IOWA (21-7, 10-7) VS. RUTGERS (13-14, 6-11)
There's a lot on the line Saturday afternoon when Iowa faces Rutgers. A win guarantees Iowa its first winning record in the Big Ten in two years. It would also guarantee Iowa's first regular season without a three-game losing streak in 13 years. And who knows: If Iowa manages to win, we might see peace sweep across the land.
Not much has changed at Rutgers since the last time we saw them, at least from a macro level. They still have a bunch of bodies to throw at Iowa's front line. They are still a hideous shooting team. They still play great interior defense and rebound well. They still haven't won a game when the opponent has scored 70 points.
But if you dig past the basic numbers and look at trends, Rutgers starts looking dangerous. Over the last five games, the Scarlet Knights have posted a higher overall adjusted efficiency than Iowa. That's in large part because Rutgers has improved its shooting; their effective field goal rate has jumped by about three points, from 46% to 50%. It's still not good, mind you: That's Kansas State-level shooting, and Kansas State isn't a good shooting team. But Kansas State does all the same things Rutgers does well, and they might win the Big 12 with crappy shooting by doing what Rutgers does well.

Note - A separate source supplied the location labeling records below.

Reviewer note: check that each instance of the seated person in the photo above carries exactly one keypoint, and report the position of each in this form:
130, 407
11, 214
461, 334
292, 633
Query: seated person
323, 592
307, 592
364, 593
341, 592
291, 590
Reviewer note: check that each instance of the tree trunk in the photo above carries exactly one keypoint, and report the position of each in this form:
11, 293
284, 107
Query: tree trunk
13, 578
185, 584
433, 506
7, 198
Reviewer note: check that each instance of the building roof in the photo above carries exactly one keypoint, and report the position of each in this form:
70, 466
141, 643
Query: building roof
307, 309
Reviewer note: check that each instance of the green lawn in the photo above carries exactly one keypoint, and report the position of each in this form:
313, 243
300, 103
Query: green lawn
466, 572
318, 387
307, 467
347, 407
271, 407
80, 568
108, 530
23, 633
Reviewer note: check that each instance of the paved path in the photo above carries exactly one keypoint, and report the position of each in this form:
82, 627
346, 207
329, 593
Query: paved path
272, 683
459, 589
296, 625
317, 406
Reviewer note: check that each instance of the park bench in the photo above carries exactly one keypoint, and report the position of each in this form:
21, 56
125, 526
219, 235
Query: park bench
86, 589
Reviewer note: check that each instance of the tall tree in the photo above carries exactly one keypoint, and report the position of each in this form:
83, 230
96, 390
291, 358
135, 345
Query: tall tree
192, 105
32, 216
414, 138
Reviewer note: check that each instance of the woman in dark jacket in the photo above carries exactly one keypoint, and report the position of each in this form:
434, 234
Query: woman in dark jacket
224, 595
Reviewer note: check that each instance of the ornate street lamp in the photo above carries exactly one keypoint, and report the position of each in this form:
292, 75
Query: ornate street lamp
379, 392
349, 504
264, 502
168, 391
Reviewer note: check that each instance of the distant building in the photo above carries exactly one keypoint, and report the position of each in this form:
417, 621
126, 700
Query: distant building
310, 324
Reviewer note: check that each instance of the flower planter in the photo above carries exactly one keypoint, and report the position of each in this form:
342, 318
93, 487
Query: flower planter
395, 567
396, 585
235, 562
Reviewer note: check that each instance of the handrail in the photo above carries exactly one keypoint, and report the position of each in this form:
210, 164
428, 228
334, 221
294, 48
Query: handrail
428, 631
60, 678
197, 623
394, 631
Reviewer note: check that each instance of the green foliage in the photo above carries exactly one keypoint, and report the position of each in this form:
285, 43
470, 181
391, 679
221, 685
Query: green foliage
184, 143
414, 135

That all poses a problem, because (a) Iowa isn't playing well on offense at the moment, and hasn't played particularly well since the Northwestern game almost a month ago, and (b) Iowa's offensive efficiency is built on the very things that Rutgers shuts down. There is also Iowa's ongoing issue with playing defense, particularly recently; the Ohio State and Northwestern games were Iowa's second- and third-worst defensive performances of the year, and the late-game histrionics have covered over some relatively poor performances at both ends of the court through February.
The calendar has now turned to March, and perhaps Iowa will turn back to efficient basketball with it. If it doesn't start Saturday, Rutgers poses a serious threat.